I am using the following code:
require ‘net/http’
read the page data
http = Net::HTTP.new(‘kvcrpf.org’, 80)
resp, page = http.get(‘/achievements.htm’, nil )
BEGIN processing HTML
def parse_html(data,tag)
return data.scan(%r{<#{tag}\s*.?>(.?)</#{tag}>}im).flatten
end
output = []
table_data = parse_html(page,“table”)
table_data.each do |table|
out_row = []
row_data = parse_html(table,“tr”)
row_data.each do |row|
cell_data = parse_html(row,“td”)
cell_data.each do |cell|
cell.gsub!(%r{<.*?>},“”)
end
out_row << cell_data
end
output << out_row
end
END processing HTML
examine the result
def parse_nested_array(array,tab = 0)
n = 0
array.each do |item|
if(item.size > 0)
puts “#{”\t" * tab}[#{n}] {"
if(item.class == Array)
parse_nested_array(item,tab+1)
else
puts “#{”\t" * (tab+1)}#{item}"
end
puts “#{”\t" * tab}}"
end
n += 1
end
end
parse_nested_array(output[2][4])
It displays the output like this:
[0] {
2004
}
[1] {
65
}
[2] {
58
}
[3] {
89.23
}
I want to store the value 2004, 65, 58, 89.23 in variables like this:
aa = 2004
ab = 65
ac = 58
ad = 89.23
Please help me, in doing this.
Thanks in advance
Vikash
Vikash Kumar wrote:
[snip]
[2] {
ab = 65
ac = 58
ad = 89.23
Do you need them to be local variables, or can they be instance
variables, or symbols in a hash?
Do you want them to be sequentially labelled, like you have them here
(e.g. ‘aa’ … ‘zz’ ) or are those just example names?
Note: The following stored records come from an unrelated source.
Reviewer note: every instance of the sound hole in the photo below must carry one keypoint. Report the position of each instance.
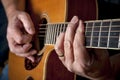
(29, 65)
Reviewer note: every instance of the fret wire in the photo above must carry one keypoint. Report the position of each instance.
(50, 33)
(119, 41)
(45, 36)
(92, 35)
(103, 36)
(48, 37)
(46, 41)
(54, 32)
(57, 31)
(99, 34)
(109, 34)
(87, 31)
(86, 28)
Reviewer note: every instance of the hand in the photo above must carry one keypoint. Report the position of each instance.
(70, 47)
(19, 34)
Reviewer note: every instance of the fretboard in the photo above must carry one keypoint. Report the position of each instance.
(103, 34)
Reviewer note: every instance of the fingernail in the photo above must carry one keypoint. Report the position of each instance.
(74, 19)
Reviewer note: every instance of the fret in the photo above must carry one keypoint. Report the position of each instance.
(119, 41)
(113, 42)
(104, 32)
(88, 33)
(54, 31)
(99, 38)
(108, 43)
(96, 33)
(48, 34)
(91, 41)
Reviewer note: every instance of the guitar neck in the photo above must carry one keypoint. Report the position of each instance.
(104, 34)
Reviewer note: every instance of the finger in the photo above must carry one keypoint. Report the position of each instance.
(17, 48)
(59, 47)
(31, 58)
(27, 22)
(19, 37)
(27, 54)
(80, 52)
(101, 54)
(69, 36)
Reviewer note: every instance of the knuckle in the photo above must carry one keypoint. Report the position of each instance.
(69, 67)
(76, 45)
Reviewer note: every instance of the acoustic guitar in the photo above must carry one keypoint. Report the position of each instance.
(50, 18)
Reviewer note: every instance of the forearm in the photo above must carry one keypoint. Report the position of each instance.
(11, 6)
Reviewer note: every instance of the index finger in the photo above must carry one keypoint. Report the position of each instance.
(27, 23)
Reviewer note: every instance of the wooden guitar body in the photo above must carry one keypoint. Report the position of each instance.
(49, 66)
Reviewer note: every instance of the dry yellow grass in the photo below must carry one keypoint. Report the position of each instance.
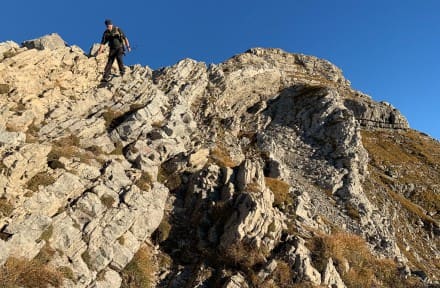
(351, 252)
(29, 274)
(280, 190)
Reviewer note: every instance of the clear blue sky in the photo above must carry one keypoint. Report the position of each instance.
(388, 49)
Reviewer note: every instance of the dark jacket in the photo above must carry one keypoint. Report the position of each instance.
(115, 38)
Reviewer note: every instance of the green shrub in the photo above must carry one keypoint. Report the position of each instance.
(140, 271)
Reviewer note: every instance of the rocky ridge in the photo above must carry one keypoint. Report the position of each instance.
(250, 162)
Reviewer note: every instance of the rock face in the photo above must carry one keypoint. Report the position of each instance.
(249, 163)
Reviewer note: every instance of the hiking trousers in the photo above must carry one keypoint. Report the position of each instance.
(114, 54)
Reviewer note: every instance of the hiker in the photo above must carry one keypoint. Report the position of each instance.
(117, 40)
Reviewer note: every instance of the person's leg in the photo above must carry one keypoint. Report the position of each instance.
(108, 66)
(120, 60)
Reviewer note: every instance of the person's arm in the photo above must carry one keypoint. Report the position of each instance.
(103, 41)
(101, 47)
(127, 44)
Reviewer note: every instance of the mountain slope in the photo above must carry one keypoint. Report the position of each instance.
(267, 170)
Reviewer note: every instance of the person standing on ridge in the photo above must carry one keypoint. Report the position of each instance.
(117, 40)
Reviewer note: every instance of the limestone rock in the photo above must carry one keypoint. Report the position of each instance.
(181, 157)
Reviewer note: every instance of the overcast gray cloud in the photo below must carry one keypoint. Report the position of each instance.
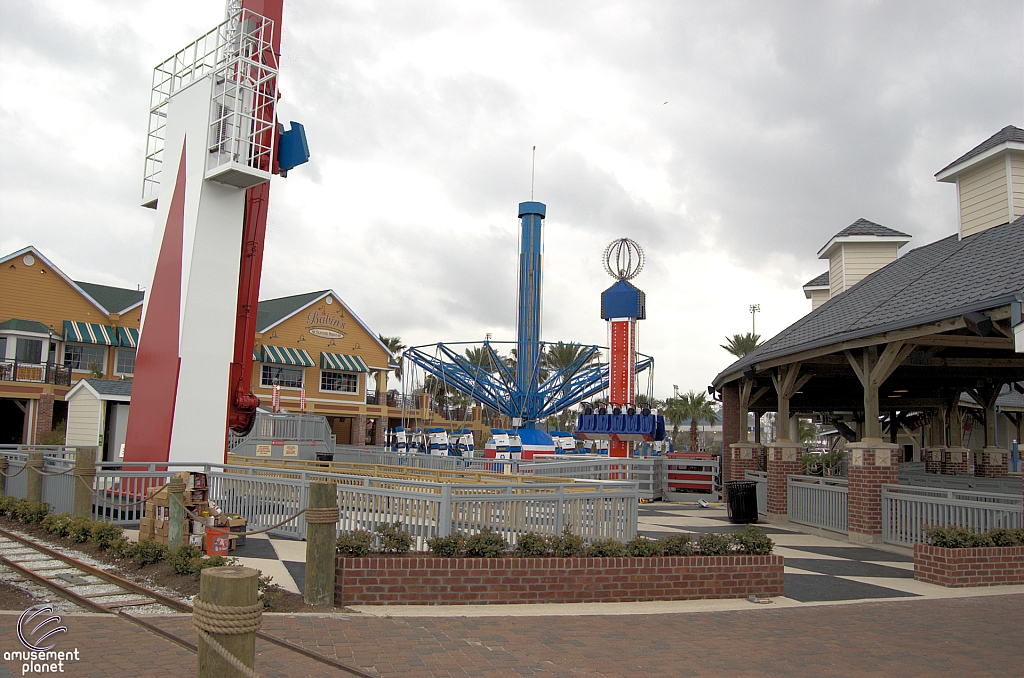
(730, 138)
Would you instead
want to supply an array of strings that are the names for each element?
Does all the HTML processing have anything to do with this, or is it
just that you have a nested array that you want to ‘splat’ to varaibles?
Gavin K. wrote:
Vikash Kumar wrote:
[snip]
[2] {
ab = 65
ac = 58
ad = 89.23
Do you need them to be local variables, or can they be instance
variables, or symbols in a hash?
Do you want them to be sequentially labelled, like you have them here
(e.g. ‘aa’ … ‘zz’ ) or are those just example names? Would you instead
want to supply an array of strings that are the names for each element?
Does all the HTML processing have anything to do with this, or is it
just that you have a nested array that you want to ‘splat’ to varaibles?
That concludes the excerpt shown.